Attacker dwell time – the period from compromise to detection – fell to just 10 days in 2023 from 16 in 2022, Mandiant found.

While this demonstrates advancements in detection capabilities, Mandiant cautioned that the growth in ransomware attacks in 2023 helped drive down dwell time as the threat actors wanted their presence to be known to launch extortion negotiations.

For example, for ransomware-related intrusions, 70% of organizations were externally notified, mostly by the attackers.

McKenzie explained: “We see a lot more cybercriminals interested in ransomware. For a ransomware attack to be successful, they need to organization to know.”

The median global dwell time for ransomware intrusions was five days in 2023, which compares to 13 days for non-ransomware intrusions.

Global dwell time by investigation type 2023. Source: Mandiant
Global dwell time by investigation type 2023. Source: Mandiant

The proportion of global investigations involving ransomware increased by five percentage points to 23% last year compared to the 2023 M-Trends report.

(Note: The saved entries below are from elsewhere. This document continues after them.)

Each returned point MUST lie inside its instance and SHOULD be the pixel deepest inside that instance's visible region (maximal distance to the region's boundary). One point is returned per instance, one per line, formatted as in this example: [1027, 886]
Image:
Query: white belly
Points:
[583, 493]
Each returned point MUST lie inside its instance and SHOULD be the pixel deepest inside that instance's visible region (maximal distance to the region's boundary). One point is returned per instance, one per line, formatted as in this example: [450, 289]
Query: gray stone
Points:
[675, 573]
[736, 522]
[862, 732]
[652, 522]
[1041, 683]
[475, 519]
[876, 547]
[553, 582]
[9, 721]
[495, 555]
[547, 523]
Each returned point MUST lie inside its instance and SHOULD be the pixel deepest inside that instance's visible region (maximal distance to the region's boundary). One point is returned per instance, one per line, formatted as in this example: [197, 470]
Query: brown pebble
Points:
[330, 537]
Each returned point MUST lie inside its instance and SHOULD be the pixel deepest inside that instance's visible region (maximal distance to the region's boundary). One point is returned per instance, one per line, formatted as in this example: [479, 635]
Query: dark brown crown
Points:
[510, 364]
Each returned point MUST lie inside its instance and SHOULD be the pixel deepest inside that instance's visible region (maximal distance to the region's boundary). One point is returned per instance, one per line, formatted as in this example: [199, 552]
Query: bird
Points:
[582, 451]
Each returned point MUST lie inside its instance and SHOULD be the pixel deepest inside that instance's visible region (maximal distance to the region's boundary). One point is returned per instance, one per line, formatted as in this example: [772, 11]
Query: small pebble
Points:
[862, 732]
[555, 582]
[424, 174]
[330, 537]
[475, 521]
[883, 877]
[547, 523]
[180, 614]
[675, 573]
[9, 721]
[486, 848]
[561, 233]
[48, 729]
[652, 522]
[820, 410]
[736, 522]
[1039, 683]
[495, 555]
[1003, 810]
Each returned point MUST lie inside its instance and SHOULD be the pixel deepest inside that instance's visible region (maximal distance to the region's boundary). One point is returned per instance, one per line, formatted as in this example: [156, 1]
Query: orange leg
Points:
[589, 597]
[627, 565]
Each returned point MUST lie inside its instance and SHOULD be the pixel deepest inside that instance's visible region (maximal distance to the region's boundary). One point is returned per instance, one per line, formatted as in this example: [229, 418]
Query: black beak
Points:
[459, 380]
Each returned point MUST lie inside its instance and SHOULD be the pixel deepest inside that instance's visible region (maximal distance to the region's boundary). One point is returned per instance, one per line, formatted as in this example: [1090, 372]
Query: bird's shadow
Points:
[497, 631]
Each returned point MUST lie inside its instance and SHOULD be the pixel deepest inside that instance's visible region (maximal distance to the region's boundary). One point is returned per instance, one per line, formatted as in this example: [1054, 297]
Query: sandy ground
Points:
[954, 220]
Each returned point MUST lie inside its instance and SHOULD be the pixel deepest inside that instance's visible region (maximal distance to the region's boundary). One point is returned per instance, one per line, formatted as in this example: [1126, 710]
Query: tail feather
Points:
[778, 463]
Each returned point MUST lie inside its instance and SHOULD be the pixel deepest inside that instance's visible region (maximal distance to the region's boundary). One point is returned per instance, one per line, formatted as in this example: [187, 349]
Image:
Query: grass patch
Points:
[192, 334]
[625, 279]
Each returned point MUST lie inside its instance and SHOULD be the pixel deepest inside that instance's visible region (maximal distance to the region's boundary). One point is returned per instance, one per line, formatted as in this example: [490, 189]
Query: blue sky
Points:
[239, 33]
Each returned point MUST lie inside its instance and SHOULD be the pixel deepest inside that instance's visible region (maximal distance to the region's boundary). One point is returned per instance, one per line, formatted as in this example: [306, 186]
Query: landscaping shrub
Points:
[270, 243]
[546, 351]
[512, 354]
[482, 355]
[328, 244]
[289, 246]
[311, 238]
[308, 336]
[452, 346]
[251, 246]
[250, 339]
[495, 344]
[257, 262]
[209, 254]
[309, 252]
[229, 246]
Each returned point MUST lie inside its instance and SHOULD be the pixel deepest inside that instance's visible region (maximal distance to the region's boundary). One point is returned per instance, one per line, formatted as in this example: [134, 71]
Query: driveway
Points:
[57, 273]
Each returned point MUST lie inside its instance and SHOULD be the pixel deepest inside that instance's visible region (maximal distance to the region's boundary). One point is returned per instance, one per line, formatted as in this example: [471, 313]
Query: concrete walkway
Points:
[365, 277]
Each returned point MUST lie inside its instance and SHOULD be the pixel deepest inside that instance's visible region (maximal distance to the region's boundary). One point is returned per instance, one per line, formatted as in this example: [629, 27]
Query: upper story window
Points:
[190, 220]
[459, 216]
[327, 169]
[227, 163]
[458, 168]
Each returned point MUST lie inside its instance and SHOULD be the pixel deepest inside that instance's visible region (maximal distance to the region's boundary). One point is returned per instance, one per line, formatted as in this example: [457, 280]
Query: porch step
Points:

Despite this, Mandiant found many attackers are focusing on evasion to maintain persistence on networks for as long as possible. This is particularly the case for those targeting data theft or nation-state groups.

McKenzie noted threat actors are moving away from targeting endpoints due to significant improvements in endpoint detection and response (EDR). Therefore, they are increasingly targeting edge devices, such as routers and email gateways.

“Not many companies have detection capabilities there, so the attackers move to where they can be most successful,” said McKenzie.

Over 4000 Threat Groups Tracked by Mandiant

Mandiant revealed that it tracks more than 4000 threat groups, 719 of which were newly tracked in 2023.

A high proportion of the groups tracked are designated as uncategorized (UNC). UNC means that new threat activity encountered cannot confidently be linked to an existing group.

Over half (52%) of the groups tracked by Mandiant in 2023 were primarily motivated by financial gain, up from 48% in 2022, while 10% principally pursued espionage activities.

Just 2% were judged to be operating for hacktivist motivations. In 36% of threat groups, a specific motivation could not be determined.

The increase in financially motivated groups is partially explained by the growth in ransomware-related activity, the researchers said. Of all financially motivated intrusions tracked by Mandiant, ransomware made up almost two-thirds of cases.

McKenzie observed that attributing attacks to particular groups is becoming harder due to the complex cybercrime ecosystem, with many incidents now involving multiple actors.

“We’ve seen such a change in the lifecycle between the initial access, onto the access brokers, onto the criminal group – it’s no longer a single flow,” he noted.

Ransomware-as-a-service (RaaS) groups also have a number of affiliates using their tooling, further complicating the picture for threat researchers, McKenzie added.

In a separate report published on April 17, Mandiant announced it had upgraded the Russian state group known as Sandworm into a named Advanced Persistent Threat (APT) group, APT44.

This is due to the scale of the group’s cyber activities targeting Ukraine since Russia invaded the region in 2022.